Plus, this is the superior version of the story and honestly, it’s still the best Phantom of the Opera movie ever made. Again, I have to give credit to Chaney. Without him, this wouldn’t have been nearly the same picture.
Chaney is a master of silent era horror and a lot of that has to do with how he crafted his own monster makeup mixed with his physical performance, as he didn’t have sound and dialogue to rely on. Chaney is able to convey great emotion, even if his face is greatly obscured or disfigured.
Additionally, the tone of this picture is perfect and the world the Phantom lives in feels alive but stuffed with a brooding, haunting atmosphere.

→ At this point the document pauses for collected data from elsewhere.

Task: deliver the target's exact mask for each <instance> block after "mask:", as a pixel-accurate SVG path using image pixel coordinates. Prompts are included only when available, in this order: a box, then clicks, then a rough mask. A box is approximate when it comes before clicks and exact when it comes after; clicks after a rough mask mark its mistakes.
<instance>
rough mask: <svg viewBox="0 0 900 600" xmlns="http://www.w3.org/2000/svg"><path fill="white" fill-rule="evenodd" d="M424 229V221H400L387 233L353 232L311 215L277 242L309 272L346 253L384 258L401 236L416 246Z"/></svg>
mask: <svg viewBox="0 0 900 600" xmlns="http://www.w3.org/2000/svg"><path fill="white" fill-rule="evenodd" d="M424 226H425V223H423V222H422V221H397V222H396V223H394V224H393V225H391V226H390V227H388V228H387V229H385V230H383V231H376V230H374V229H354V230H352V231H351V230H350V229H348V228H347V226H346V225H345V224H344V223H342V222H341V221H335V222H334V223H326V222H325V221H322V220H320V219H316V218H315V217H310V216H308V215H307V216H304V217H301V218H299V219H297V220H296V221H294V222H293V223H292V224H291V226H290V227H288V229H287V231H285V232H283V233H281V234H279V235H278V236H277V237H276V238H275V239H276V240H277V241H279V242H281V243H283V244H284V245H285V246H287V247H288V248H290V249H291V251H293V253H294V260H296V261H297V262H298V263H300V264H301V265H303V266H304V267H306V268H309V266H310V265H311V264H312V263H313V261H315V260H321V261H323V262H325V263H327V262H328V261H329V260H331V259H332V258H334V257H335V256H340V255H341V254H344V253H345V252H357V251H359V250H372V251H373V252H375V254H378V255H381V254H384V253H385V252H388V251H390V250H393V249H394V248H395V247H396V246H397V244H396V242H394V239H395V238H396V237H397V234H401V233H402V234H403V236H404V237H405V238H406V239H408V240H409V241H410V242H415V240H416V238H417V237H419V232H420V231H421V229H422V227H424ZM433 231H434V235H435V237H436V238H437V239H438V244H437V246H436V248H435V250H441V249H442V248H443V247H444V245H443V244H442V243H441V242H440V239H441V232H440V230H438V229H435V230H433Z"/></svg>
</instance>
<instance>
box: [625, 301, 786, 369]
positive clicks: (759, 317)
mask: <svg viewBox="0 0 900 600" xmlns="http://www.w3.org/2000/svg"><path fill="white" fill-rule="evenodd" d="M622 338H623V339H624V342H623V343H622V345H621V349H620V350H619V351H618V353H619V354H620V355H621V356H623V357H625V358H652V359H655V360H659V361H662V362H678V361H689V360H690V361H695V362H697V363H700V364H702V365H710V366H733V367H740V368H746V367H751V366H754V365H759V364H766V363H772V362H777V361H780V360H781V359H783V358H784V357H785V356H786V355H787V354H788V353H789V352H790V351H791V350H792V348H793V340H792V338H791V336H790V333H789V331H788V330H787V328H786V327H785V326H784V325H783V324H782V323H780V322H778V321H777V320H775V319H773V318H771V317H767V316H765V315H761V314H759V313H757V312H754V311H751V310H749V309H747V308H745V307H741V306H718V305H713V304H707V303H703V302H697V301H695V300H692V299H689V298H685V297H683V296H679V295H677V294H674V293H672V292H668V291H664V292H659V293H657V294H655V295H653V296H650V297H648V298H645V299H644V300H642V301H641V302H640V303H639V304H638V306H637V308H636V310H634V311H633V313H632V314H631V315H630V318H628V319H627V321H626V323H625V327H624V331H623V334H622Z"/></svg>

For its time, this is well shot with good cinematography, impressive effects and sets that had to have been a real challenge to craft. The scenes where the water level changes show the level of care that went into producing this movie.
The opulent settings of the opera house and the world above the sewers exists in stark contrast with one another but it makes this such a visual feast that its hard not to be mesmerized by the picture’s imagery.
Overall, this is a damn good motion picture and one of Chaney’s best, if not the best. It’s the strong foundation that the Universal Monsters franchise was built on top of. Honestly, this is the Iron Man of its day.
Pairs well with: other silent horror films, specifically those starring Lon Chaney Sr.